Engineers do it. Cooks do it. But seldom programmers do it. What is it? It is good Performance Evaluation of either an existing system or of its design. If an engineer estimates the need for steel in a building as a hundred tons when two hundred are called for, he will be laughed at (or worse). If a cook doubles the correct amount of spices in a dish, he is likely to lose clients. But if a programmer makes estimates that are orders of magnitude off, he feels that nothing extraordinary has happened and many other programmers are likely to feel the same.
Yet it is not too difficult to come up with performance estimates of times and sizes that are fairly accurate (from 50% off to only a few % off). Thoughout this course I do simple computations, often not more complicated than additions and multiplications, to estimate some performance factor of a system. In your first homework you have used a complex method of performance evaluation: discrete-event simulation. Other methods of performance evaluation are analytical, some involving sophisticated math like Markov models, other are simple, as we shall now see.

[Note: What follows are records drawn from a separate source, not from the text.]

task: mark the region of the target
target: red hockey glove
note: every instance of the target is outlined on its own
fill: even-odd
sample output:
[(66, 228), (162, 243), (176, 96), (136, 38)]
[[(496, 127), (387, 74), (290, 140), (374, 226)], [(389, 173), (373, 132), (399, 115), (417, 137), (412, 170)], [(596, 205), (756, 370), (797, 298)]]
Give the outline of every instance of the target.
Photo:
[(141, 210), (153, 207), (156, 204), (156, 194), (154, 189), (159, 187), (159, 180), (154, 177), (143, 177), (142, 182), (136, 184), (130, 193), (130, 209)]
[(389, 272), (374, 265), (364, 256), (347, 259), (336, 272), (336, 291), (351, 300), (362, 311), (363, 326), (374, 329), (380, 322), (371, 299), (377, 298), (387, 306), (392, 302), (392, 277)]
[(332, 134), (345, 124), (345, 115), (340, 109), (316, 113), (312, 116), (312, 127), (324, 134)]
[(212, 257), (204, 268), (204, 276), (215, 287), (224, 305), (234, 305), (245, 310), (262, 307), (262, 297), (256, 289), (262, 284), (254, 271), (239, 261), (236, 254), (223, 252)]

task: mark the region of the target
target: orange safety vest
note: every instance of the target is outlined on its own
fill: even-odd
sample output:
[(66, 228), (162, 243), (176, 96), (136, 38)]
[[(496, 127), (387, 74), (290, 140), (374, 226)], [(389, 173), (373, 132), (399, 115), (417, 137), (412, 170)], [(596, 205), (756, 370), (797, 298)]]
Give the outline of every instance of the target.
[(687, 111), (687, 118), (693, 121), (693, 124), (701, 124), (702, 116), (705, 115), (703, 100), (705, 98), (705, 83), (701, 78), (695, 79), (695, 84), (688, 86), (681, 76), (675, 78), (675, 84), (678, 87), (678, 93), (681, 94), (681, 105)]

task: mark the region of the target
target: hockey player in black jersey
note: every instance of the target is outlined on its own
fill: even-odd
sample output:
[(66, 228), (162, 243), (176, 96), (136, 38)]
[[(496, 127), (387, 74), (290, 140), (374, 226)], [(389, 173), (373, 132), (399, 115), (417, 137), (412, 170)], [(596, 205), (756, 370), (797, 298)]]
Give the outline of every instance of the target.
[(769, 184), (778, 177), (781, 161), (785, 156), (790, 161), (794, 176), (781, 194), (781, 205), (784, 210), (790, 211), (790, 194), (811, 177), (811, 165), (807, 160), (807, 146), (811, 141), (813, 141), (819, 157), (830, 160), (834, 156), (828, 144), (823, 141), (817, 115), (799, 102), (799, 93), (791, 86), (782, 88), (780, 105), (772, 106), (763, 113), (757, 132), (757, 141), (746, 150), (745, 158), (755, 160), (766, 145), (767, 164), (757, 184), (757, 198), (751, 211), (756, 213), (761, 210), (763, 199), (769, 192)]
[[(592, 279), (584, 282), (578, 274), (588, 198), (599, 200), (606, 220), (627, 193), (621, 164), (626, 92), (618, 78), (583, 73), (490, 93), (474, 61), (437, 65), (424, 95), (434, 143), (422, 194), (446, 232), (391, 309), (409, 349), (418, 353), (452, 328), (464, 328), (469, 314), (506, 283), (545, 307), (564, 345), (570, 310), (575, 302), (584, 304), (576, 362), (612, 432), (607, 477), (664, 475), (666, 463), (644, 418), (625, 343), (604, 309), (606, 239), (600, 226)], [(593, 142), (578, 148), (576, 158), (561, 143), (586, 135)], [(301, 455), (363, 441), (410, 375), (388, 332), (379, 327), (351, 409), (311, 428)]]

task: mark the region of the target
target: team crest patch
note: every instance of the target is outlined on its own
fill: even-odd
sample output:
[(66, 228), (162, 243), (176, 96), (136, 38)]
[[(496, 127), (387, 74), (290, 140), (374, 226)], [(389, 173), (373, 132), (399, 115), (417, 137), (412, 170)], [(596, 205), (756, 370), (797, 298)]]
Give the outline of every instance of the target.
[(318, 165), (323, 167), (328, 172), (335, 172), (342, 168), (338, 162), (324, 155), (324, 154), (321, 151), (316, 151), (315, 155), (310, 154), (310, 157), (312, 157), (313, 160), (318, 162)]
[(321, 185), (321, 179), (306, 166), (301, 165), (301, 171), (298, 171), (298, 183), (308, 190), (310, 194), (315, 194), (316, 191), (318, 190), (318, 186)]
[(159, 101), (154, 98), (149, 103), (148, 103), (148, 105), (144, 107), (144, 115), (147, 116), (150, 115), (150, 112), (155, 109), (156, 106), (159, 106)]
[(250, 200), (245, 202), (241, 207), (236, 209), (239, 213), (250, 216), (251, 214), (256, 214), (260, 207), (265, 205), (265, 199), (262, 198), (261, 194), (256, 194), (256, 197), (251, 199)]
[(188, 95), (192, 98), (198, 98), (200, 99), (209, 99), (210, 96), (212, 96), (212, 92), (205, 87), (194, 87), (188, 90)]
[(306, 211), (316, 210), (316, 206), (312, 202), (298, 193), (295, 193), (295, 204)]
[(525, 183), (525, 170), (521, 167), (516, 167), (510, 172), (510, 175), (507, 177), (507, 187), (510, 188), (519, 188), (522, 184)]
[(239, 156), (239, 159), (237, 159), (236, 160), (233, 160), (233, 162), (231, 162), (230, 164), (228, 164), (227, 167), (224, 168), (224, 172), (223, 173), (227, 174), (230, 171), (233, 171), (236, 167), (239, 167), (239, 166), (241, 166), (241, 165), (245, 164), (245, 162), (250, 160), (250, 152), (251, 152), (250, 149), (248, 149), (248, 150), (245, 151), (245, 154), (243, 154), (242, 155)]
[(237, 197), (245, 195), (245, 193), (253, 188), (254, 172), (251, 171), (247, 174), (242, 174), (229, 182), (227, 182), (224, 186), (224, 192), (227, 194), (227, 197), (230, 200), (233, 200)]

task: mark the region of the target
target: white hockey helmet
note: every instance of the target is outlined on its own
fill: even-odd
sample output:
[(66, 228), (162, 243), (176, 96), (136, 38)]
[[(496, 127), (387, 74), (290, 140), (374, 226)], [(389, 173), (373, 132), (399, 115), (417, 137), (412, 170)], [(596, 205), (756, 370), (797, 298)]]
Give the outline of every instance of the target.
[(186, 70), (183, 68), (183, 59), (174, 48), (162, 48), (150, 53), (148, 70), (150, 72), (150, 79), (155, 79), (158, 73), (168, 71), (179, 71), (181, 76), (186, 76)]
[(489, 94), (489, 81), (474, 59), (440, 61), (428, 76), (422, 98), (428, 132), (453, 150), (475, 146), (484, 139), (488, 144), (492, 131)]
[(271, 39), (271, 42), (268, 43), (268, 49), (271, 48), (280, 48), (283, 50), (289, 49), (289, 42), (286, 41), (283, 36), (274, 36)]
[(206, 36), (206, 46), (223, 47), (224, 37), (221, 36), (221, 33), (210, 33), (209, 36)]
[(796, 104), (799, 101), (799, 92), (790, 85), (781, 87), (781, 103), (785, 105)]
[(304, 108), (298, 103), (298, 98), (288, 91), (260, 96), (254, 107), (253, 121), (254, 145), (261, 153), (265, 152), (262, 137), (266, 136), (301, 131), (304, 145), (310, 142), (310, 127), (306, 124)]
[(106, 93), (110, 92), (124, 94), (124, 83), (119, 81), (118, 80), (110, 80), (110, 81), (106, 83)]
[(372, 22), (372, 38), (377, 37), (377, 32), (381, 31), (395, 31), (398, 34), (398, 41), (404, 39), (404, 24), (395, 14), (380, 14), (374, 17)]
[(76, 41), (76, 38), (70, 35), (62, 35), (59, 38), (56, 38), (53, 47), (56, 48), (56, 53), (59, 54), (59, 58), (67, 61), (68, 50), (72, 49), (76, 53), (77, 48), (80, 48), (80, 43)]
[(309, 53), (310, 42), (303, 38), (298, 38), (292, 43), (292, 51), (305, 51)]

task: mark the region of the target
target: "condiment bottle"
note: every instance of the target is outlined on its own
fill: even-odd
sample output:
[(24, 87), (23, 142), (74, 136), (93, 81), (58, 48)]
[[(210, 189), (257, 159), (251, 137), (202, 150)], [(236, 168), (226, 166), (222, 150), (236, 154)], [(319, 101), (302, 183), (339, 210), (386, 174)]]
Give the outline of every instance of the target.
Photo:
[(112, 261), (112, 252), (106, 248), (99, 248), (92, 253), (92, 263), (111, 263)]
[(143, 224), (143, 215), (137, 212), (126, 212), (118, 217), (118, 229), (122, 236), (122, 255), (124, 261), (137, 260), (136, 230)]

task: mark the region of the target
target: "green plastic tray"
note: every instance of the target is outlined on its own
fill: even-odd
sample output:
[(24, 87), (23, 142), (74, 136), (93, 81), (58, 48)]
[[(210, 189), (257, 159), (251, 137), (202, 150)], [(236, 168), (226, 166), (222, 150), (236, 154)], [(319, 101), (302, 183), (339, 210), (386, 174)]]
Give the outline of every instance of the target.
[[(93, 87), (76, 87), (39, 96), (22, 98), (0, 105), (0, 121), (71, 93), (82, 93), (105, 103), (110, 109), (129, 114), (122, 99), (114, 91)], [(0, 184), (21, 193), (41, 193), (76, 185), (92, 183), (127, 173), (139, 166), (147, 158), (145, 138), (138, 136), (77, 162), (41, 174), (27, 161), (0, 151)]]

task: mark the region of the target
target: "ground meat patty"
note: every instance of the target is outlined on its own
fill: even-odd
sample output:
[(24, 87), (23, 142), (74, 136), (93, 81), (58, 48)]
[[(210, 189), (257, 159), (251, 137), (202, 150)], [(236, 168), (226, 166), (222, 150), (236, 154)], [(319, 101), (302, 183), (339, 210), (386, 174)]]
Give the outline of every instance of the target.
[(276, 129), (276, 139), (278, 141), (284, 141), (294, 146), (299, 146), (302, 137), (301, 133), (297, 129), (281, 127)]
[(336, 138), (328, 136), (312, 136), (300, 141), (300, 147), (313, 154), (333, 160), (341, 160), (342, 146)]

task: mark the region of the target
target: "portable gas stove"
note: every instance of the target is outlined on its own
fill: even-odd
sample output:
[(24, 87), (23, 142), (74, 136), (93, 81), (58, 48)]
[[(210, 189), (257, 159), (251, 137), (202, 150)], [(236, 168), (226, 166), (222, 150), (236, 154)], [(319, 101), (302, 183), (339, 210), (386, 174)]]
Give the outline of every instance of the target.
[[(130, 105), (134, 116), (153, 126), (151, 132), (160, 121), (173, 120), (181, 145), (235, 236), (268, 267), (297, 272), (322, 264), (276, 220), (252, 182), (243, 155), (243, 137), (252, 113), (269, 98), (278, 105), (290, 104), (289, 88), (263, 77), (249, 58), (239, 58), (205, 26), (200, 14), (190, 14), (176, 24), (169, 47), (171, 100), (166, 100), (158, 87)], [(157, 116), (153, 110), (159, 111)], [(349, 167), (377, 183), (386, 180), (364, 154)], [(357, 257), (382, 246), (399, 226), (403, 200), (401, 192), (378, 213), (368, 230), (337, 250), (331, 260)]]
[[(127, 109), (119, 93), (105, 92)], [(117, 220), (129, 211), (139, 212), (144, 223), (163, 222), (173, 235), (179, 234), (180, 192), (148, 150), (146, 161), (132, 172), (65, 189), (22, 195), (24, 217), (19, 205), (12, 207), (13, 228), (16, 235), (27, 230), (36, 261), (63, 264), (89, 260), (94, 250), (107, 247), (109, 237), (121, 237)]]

Saturation and BottleNecks

We say that a server is saturated, or that it has reached saturation when its utilization is 100% (i.e. it is busy all the time; utilization is the ratio between the time a server is in use and the total time). For example, if a disk takes 10msec to service a request, it will saturate when it receives 100 requests per second. [More in general, people say that a server is saturated when its service becomes inacceptable, and that may happen at a 80% utilization. However for our purposes in this note we will stick to the 100% figure.] If a system has many servers, we can then talk of its bottleneck, that is, of the server that will saturate first as the load on the system increases. Once the bottleneck saturates, also the system will saturate, i.e. it will not be able to handle any greater load. The bottleneck of the system determines the throughput (number of jobs completed per unit of time) of the system. [This discussion assumes that we have jobs that have all the same characteristics].
Example 1: In the following system

we can execute jobs. Each job first does READ, then moves to PROCESS, then moves to PRINT. These three phases are independent of each other in the sense that a job can be reading while another is processing and another is printing. Assume that a job takes 1 second to read, 4 seconds to process, and 2 seconds to print. Question: What is the (best possible) response time [response time is the time interval from the moment that a job arrives to the moment it exits]? Answer: 7 seconds. Question: What is the bottleneck in this system? Answer: the PROCESS phase. Question: How many jobs can be completed per minute (at most)? Answer: 15.
This was an example of servers placed in sequence. In a serial or sequential arrangement the throughput of the sequence is equal to the smallest throughput of a server in the series.
Example 2: In the following system

jobs require a total of 100msec of compute time and require 20 operations on the disk whose service time is 10msec. Question: What is the minimum response time? Answer: 300msec. Question: What is the bottleneck in this system? Answer: The disk. Question: What is the throughput of the system (you can assume that a job can be computing while another is waiting for IO)? Answer: 5 jobs per second.
Example 3: In the following system

jobs require a total of 100msec of compute time, require 20 IO operations on Disk 1 (whose service time is 10msec), and 50 IO operations on Disk 2 (whose service time is 5msec). Question: What is the minimum response time? Answer: 550msec. Questions: What is the bottleneck? Answer: Disk 2. Question: What is the throughput? Answer: 4 jobs per second.
When servers are placed in parallel and a job can use either server, then the maximum throughput of the system becomes equal to the sum of the maximum throughputs of the individual servers. For example in the following system

assume that S1 has a throughput of 3 jobs per second and S2 a throughput of 2 jobs per second. Then the system has a total maximum thoughput of 5 jobs per second. The minimal response time will be 1/3 of a second. The average response time is harder to compute (we assume no queueing): in one second 3 jobs will have a response time of 1/3sec and 2 jobs a response time of 1/2sec; thus the average response time is (3/5*1/3+2/5*1/2), i.e. 2/5sec. In the case of servers in parallel it is not evident what represents the bottleneck of the system: though in our example S2 will saturated before S1, the system as a whole does not saturate at that time. In the case of parallel servers the question of saturation requires additional assumptions about the use and cost of the servers.

Little's Law

Little's Law applies to the single server queueing system (a server and its queue). It is the equation:

N = a * T

where: For example, if at the supermarket I notice that a teller has always 4 customer and that customers arrive every 2 minutes, then I know that customers, on average will be in line for 8 minutes.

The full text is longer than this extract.